Durante la veglia, sono stati letti i nomi delle vittime e sono state pronunciate parole di ricordo e speranza: "Per la decima volta – è stato detto durante la veglia – vogliamo ancora essere qui semplicemente per dire che ci siamo, ci siamo per chi non c’è più, ci siamo per chi c’è ancora e ci siamo per questa terra che ha diritto a rinascere…". Un volontario della Croce Rossa ha letto un passaggio evocativo: "Le fiaccole illuminano i passi … rappresentano il bisogno di luce nelle tenebre…".
Le istituzioni e la ricostruzione
Alla commemorazione ha partecipato anche la premier Giorgia Meloni, alla sua prima presenza alla cerimonia annuale da quando ricopre la carica.

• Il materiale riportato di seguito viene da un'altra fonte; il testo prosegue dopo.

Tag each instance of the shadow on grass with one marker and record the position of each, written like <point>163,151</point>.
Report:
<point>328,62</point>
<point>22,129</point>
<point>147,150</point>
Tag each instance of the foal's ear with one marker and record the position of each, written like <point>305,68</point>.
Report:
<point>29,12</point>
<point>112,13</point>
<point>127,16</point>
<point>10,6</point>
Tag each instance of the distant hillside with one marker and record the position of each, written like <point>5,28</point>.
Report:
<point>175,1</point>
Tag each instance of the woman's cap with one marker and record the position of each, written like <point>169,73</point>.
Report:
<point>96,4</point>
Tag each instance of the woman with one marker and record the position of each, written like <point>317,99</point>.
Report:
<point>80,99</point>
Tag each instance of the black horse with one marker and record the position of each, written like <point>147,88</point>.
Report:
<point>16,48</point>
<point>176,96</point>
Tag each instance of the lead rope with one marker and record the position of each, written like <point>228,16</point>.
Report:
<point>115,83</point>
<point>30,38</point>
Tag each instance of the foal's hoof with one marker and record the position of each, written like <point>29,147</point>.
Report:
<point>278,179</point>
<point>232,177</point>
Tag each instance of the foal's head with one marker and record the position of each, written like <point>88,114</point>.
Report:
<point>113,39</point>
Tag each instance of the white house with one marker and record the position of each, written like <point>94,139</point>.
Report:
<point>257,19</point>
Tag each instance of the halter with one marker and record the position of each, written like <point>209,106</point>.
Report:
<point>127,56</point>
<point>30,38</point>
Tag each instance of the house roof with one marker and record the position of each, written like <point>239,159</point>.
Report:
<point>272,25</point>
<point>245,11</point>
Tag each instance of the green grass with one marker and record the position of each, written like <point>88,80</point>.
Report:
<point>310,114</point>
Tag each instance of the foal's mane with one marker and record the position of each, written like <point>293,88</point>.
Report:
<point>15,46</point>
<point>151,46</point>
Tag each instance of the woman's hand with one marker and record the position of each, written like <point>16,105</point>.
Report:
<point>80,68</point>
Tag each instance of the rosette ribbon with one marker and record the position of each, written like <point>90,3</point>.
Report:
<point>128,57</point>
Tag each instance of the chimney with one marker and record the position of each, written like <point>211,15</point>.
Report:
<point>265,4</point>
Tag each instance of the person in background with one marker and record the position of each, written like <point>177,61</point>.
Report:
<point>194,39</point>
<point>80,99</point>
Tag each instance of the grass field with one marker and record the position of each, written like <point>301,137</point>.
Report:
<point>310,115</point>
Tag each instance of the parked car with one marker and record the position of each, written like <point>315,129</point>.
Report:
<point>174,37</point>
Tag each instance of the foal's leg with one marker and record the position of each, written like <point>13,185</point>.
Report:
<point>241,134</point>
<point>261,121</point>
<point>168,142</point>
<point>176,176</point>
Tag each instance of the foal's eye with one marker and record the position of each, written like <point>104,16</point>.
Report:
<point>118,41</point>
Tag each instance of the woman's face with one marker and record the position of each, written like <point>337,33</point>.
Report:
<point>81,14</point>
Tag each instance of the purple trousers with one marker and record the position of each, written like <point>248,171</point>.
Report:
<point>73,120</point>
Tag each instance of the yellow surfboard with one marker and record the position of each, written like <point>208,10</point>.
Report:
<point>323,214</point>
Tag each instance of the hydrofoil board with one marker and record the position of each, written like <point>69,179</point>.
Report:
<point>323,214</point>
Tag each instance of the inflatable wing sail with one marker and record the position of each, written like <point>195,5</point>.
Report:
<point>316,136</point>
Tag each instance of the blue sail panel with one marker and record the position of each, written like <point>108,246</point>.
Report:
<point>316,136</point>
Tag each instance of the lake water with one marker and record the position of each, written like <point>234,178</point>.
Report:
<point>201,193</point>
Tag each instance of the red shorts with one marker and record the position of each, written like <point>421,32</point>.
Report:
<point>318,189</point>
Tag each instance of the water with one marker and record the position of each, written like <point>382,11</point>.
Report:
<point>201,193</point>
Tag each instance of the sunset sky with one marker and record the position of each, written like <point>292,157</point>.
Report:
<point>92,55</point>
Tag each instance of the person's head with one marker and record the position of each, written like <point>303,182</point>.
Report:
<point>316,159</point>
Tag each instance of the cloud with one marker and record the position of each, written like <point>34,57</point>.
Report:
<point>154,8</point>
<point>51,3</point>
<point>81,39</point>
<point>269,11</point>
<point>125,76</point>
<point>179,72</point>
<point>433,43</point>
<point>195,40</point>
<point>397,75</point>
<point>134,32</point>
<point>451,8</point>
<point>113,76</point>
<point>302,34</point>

La giornata ha incluso celebrazioni ufficiali e una messa alle 17, officiata dal cardinale Zuppi.
La presenza della premier è stata accolta con favore dal sindaco di Amatrice, Giorgio Cortellesi, che ha espresso gratitudine per l'impegno del governo nella ricostruzione e per l'attenzione dedicata al ripopolamento delle aree colpite.

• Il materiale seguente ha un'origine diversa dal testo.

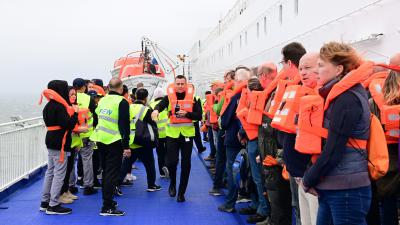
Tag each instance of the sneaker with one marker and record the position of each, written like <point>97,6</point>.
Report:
<point>256,218</point>
<point>58,210</point>
<point>130,177</point>
<point>154,188</point>
<point>114,204</point>
<point>111,212</point>
<point>201,150</point>
<point>209,158</point>
<point>79,182</point>
<point>267,221</point>
<point>242,199</point>
<point>224,208</point>
<point>248,211</point>
<point>43,206</point>
<point>64,199</point>
<point>73,189</point>
<point>126,183</point>
<point>89,191</point>
<point>71,196</point>
<point>118,191</point>
<point>166,172</point>
<point>97,185</point>
<point>215,192</point>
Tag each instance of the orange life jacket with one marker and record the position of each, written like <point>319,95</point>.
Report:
<point>228,94</point>
<point>53,95</point>
<point>242,113</point>
<point>389,114</point>
<point>285,116</point>
<point>311,111</point>
<point>281,87</point>
<point>99,90</point>
<point>311,120</point>
<point>210,99</point>
<point>185,104</point>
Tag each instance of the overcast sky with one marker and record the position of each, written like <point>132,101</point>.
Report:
<point>41,40</point>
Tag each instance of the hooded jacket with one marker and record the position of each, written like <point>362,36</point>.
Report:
<point>55,114</point>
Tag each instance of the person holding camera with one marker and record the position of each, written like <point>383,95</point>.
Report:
<point>183,109</point>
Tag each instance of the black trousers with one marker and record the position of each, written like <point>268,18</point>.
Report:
<point>70,166</point>
<point>111,159</point>
<point>161,154</point>
<point>184,145</point>
<point>96,165</point>
<point>145,155</point>
<point>197,137</point>
<point>280,199</point>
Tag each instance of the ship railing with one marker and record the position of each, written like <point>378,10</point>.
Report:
<point>22,150</point>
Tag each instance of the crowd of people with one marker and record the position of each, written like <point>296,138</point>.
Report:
<point>308,133</point>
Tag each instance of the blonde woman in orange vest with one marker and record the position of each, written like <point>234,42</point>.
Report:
<point>387,189</point>
<point>340,177</point>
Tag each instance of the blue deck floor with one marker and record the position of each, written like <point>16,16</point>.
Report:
<point>141,207</point>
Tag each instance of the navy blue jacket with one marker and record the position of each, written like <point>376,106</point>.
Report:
<point>231,124</point>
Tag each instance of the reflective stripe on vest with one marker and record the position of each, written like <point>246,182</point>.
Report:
<point>162,119</point>
<point>83,101</point>
<point>107,130</point>
<point>137,112</point>
<point>389,114</point>
<point>285,116</point>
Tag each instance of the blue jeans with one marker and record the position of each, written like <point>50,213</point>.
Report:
<point>344,207</point>
<point>220,161</point>
<point>231,197</point>
<point>262,204</point>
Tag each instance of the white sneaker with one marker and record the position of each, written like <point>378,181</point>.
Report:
<point>71,196</point>
<point>65,200</point>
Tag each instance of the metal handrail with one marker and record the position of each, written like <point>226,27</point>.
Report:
<point>20,121</point>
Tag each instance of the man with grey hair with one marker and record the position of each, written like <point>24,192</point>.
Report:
<point>230,123</point>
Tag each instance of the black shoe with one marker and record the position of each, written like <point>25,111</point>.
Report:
<point>247,211</point>
<point>202,150</point>
<point>127,183</point>
<point>172,190</point>
<point>180,198</point>
<point>89,191</point>
<point>209,158</point>
<point>118,191</point>
<point>97,185</point>
<point>215,192</point>
<point>73,189</point>
<point>111,212</point>
<point>166,172</point>
<point>114,204</point>
<point>224,208</point>
<point>79,182</point>
<point>58,210</point>
<point>154,188</point>
<point>43,206</point>
<point>256,218</point>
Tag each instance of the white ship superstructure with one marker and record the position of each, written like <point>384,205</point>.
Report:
<point>254,31</point>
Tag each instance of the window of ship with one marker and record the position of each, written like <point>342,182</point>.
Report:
<point>265,25</point>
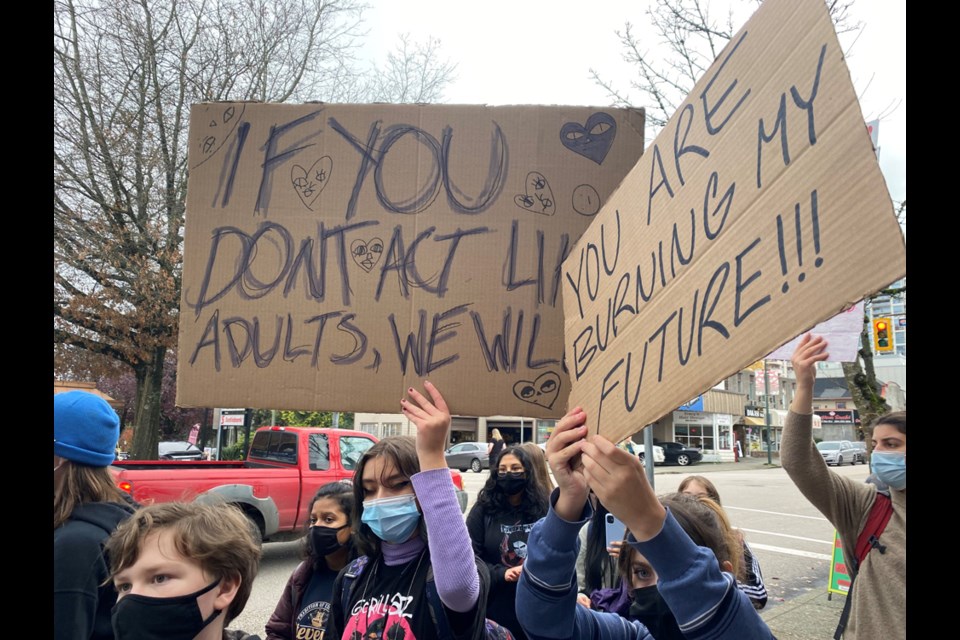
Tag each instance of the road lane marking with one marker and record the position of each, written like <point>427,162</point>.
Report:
<point>778,513</point>
<point>787,535</point>
<point>791,552</point>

Il commissario alla ricostruzione, Guido Castelli, ha fornito dati aggiornati sugli interventi in corso. Ha evidenziato che negli ultimi tre anni sono stati spesi 4,3 miliardi di euro per la ricostruzione pubblica nell'area del cratere sismico. Attualmente risultano attivi 5.000 cantieri su 10.000 complessivi, segno di una ripresa significativa delle attività dopo un periodo di rallentamenti. L'area è stata definita "il cantiere più grande d’Europa", dove si sta lavorando non solo alla ricostruzione materiale di case, edifici pubblici e chiese, ma anche alla rinascita della vita comunitaria.

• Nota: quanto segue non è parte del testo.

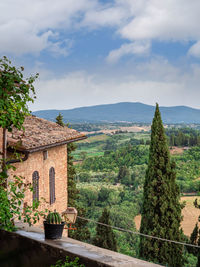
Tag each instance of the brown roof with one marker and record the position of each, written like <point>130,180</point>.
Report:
<point>40,134</point>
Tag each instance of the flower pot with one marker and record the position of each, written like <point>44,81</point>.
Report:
<point>53,231</point>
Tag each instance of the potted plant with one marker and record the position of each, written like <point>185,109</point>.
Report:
<point>53,226</point>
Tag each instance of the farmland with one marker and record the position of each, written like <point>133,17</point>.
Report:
<point>110,172</point>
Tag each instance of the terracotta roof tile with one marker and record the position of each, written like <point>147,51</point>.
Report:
<point>40,133</point>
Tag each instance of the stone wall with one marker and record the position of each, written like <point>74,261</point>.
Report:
<point>57,158</point>
<point>27,249</point>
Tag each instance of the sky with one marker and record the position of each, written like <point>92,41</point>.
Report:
<point>91,52</point>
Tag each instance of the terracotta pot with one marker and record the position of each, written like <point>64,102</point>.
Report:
<point>53,231</point>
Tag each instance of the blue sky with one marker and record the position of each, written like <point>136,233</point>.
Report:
<point>91,52</point>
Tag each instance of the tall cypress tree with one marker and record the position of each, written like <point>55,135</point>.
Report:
<point>105,237</point>
<point>161,211</point>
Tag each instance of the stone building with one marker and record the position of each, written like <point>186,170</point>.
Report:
<point>43,159</point>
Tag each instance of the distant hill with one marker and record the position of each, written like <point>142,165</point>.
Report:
<point>124,111</point>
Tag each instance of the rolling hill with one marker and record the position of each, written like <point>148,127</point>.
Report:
<point>124,111</point>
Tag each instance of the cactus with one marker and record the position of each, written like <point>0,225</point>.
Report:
<point>54,218</point>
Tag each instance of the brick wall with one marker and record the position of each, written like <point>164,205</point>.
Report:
<point>57,158</point>
<point>1,140</point>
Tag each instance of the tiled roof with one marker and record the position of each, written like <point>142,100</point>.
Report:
<point>40,133</point>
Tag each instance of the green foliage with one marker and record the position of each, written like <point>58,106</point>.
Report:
<point>161,211</point>
<point>54,218</point>
<point>15,93</point>
<point>68,263</point>
<point>11,201</point>
<point>59,120</point>
<point>105,237</point>
<point>183,137</point>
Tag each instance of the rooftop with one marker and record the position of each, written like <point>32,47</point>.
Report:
<point>40,134</point>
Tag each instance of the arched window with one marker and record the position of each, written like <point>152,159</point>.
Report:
<point>35,183</point>
<point>52,185</point>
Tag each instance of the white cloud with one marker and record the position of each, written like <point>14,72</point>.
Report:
<point>195,50</point>
<point>155,81</point>
<point>138,48</point>
<point>26,26</point>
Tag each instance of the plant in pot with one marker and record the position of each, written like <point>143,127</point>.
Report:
<point>53,226</point>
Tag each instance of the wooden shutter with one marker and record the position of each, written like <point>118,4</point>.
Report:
<point>52,185</point>
<point>35,183</point>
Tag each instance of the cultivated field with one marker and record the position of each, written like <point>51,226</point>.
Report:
<point>190,215</point>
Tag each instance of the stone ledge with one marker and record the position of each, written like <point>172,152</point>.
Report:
<point>29,248</point>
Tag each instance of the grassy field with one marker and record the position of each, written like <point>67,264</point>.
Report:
<point>190,215</point>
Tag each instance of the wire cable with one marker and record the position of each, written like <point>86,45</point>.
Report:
<point>138,233</point>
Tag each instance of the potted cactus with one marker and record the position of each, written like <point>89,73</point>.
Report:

Memoria, resilienza e prospettive future
Il decimo anniversario del terremoto di Amatrice si è svolto all'insegna del ricordo indelebile e della ferma volontà di guardare al futuro. La comunità locale, unita alle istituzioni, ha ribadito con forza il diritto di questa terra a rinascere e la determinazione a portare avanti il percorso di ricostruzione, sia dal punto di vista materiale sia sociale. Le celebrazioni hanno rappresentato un momento cruciale di unità e di riflessione sul cammino percorso e su quello ancora da compiere per restituire piena vitalità ai territori colpiti dal sisma.